インドで自由の風に吹かれ過ぎたせいか、「ボーっとしていて」就職活動に出遅れて、やむなく留年。高校時代から漠然と憧れを抱いていたという新聞社でアルバイトをしながらも、「僕には才能がない」と感じ、なんのアプローチもせず諦めた。
大学5年生の時、京都に本社がある出版社、法蔵館書店の東京事務所でアルバイトを始めた。伊藤さんが好きだった作家、池田晶子や布施英利の作品を出していた出版社だ。本当は作家と本を作る編集者の仕事がしてみたかった。ところがまた、「僕には才能がないから」とそれほど興味がなかった書店の営業を言われるがまま担当した。
「あわよくばこのまま就職したい」という希望を抱いていたが、大学卒業を前に「なにをやりたいのかわからない」と言われて仕事を失った。時はバブル崩壊後の就職氷河期、出版業界に興味はがあったものの卒業後も就職先はいっこうに決まらず、「僕には無理だ。そろそろちゃんと職に就かなければ」と思い至り、旅行会社に方向転換した。
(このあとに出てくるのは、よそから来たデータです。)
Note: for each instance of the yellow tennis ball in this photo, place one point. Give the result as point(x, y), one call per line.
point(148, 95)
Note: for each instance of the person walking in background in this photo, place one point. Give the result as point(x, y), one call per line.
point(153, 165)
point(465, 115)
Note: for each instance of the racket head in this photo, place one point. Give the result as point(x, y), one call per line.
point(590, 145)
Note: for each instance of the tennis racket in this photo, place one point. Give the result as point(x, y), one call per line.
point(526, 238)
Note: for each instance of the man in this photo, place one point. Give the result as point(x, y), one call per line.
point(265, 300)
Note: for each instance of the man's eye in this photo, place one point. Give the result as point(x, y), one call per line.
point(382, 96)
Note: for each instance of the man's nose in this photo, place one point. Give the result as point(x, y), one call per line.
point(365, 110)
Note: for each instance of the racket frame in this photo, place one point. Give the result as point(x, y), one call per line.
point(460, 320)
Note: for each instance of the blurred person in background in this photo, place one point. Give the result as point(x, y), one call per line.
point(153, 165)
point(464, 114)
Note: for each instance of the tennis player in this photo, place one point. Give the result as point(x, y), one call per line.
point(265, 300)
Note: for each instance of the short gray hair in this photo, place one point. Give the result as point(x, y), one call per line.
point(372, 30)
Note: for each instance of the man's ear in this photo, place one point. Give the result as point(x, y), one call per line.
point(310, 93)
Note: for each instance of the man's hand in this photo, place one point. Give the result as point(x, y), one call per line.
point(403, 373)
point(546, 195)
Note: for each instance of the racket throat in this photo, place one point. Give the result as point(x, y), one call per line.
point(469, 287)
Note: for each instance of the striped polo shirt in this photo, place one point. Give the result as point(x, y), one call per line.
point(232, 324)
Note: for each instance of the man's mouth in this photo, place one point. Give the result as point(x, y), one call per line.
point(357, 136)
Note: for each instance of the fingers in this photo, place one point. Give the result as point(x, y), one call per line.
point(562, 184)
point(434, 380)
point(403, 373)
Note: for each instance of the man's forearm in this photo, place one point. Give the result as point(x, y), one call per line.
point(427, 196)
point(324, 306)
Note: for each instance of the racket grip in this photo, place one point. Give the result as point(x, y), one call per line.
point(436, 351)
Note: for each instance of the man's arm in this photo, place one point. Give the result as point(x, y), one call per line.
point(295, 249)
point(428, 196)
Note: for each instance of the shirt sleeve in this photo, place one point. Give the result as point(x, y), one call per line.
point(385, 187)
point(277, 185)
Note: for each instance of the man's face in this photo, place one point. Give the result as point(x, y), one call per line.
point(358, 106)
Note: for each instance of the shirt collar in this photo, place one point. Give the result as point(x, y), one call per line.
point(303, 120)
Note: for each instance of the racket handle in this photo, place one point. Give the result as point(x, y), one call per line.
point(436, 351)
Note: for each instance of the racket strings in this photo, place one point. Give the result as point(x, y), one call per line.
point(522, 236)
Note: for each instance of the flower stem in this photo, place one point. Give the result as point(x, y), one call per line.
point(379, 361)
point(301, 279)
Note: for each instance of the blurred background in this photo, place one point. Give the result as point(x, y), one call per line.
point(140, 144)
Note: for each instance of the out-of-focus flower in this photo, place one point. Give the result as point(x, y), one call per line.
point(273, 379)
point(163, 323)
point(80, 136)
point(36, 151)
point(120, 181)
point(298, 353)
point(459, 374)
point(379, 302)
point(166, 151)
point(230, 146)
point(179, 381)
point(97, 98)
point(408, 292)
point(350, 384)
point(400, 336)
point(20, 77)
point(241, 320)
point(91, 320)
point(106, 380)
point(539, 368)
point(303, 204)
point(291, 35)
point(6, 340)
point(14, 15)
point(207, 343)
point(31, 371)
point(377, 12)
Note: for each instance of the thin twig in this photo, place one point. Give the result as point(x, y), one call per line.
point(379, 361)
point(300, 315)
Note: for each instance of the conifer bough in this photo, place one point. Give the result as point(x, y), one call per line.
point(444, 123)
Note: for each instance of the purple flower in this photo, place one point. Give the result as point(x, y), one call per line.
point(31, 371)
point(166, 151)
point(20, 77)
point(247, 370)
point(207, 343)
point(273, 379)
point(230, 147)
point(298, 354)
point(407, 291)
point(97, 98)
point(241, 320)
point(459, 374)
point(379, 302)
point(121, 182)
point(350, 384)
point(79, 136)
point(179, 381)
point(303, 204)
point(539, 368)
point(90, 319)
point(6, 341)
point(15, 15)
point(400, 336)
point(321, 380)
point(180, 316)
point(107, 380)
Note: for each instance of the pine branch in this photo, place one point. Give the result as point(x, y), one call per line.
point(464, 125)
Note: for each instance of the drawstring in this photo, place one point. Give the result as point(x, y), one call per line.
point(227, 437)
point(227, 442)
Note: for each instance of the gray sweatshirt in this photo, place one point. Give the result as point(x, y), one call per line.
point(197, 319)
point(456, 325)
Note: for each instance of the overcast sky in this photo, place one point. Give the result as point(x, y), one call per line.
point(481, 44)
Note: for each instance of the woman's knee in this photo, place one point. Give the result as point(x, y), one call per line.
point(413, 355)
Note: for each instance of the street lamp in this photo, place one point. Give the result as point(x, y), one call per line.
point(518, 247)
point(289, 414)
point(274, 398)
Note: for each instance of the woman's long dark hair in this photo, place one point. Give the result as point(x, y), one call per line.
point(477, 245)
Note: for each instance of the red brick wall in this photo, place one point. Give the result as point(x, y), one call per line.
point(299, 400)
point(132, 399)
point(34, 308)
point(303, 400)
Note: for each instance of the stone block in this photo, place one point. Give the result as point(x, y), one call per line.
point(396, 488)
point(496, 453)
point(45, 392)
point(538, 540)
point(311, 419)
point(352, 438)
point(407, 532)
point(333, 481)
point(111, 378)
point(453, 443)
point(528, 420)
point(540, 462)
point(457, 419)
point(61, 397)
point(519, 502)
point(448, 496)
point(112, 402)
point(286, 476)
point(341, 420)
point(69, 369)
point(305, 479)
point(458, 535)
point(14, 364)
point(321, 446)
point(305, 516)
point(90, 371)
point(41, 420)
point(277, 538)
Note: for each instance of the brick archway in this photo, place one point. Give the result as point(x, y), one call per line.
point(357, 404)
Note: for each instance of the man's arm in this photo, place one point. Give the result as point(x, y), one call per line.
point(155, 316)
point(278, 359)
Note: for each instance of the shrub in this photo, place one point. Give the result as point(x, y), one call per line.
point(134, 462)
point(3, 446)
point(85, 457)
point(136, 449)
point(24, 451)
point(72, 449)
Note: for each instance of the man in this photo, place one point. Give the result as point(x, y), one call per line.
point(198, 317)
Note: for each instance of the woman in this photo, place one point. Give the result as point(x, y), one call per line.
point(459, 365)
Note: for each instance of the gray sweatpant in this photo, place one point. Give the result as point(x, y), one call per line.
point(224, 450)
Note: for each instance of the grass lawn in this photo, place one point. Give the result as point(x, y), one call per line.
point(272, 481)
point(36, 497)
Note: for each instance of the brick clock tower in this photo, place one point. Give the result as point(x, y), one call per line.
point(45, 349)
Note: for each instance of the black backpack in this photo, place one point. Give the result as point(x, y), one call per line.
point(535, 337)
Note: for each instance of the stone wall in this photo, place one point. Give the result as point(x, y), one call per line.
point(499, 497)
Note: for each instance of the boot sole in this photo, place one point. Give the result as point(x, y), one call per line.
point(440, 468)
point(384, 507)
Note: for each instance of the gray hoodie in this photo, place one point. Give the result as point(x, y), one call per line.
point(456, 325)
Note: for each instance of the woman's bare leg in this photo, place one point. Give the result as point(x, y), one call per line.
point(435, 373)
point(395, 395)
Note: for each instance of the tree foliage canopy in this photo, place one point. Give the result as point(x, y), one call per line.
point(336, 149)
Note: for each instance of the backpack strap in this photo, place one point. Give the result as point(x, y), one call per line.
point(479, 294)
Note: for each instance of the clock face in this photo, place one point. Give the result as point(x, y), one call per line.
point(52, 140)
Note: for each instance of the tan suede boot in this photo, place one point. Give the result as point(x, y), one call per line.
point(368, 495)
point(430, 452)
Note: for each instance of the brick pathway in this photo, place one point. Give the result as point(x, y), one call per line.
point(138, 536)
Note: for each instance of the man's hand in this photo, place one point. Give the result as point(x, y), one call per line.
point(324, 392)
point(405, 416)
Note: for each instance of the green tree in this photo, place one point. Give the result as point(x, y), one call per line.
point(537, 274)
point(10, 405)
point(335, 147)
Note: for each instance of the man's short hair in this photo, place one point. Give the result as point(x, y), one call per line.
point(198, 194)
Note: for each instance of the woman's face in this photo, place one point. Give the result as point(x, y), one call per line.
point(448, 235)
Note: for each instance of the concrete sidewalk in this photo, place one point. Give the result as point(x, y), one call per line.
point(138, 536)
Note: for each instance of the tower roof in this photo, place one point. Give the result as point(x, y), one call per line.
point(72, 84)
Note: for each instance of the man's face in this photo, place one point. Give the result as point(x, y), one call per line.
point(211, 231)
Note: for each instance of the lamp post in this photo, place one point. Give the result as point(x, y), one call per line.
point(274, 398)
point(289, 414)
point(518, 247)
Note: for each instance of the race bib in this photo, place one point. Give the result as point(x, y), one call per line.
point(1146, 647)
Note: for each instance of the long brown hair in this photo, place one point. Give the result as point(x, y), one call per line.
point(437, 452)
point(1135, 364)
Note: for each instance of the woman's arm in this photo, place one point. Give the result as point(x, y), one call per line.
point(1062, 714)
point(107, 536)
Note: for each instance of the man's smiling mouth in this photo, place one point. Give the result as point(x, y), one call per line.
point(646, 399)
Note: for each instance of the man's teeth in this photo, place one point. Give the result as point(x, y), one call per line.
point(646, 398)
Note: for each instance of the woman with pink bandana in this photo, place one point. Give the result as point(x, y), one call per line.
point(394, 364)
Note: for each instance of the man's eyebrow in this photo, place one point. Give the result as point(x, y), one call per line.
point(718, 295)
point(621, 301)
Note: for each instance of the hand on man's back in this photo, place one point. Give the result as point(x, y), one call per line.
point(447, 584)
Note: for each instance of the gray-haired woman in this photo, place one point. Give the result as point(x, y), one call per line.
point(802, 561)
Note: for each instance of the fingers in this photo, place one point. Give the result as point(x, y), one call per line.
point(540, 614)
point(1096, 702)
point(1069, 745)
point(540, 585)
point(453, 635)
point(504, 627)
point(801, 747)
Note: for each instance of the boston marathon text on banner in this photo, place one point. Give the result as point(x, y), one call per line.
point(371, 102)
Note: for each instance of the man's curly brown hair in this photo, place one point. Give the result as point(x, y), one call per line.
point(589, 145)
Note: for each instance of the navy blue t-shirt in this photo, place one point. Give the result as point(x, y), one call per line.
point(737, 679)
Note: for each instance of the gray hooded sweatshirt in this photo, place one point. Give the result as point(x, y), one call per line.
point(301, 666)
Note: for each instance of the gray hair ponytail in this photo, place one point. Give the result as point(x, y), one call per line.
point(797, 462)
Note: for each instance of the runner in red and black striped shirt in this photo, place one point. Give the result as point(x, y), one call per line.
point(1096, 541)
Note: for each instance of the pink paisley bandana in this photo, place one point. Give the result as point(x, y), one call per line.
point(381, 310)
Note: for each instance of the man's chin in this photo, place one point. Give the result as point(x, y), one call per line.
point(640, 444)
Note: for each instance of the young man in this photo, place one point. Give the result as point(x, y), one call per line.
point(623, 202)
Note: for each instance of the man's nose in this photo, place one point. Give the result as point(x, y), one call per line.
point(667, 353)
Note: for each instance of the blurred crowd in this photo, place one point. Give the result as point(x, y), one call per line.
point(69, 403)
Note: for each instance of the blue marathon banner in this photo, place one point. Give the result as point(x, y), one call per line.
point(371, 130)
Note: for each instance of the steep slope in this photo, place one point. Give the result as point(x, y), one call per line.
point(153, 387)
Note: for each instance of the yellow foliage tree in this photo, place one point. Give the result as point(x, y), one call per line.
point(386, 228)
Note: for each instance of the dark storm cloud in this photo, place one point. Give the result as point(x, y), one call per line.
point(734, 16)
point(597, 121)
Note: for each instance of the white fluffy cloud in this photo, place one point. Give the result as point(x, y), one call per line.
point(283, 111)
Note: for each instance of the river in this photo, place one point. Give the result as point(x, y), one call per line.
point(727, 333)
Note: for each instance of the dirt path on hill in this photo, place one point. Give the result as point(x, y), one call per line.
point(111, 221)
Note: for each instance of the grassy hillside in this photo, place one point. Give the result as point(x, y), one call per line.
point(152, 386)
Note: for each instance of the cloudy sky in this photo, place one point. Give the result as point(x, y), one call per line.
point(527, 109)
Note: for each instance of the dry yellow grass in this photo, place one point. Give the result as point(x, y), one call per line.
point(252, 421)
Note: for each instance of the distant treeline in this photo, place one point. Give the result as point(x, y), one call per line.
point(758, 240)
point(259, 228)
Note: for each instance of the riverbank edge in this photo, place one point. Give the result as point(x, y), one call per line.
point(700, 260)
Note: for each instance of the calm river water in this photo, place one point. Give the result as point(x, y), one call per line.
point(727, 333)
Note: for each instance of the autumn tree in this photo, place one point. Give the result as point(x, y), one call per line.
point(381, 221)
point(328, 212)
「本っていわゆる『ブツ』はありますけど、物語に形があるわけじゃなくて、その形のない物語を読者は体験しますよね。そういう意味で、旅行も形はないけど本と同じような体験ができる、芸術的な営みと言えるんじゃないかと思ったんです」
門を叩いたのは、通好みのツアーでリピーターを多く抱えていた旅行会社。創業者である当時の会長が新聞広告で「旅は芸術」と書いていたのが決め手だった。採用試験はとんとん拍子で進み、内定。1996年、25歳の時に就職した。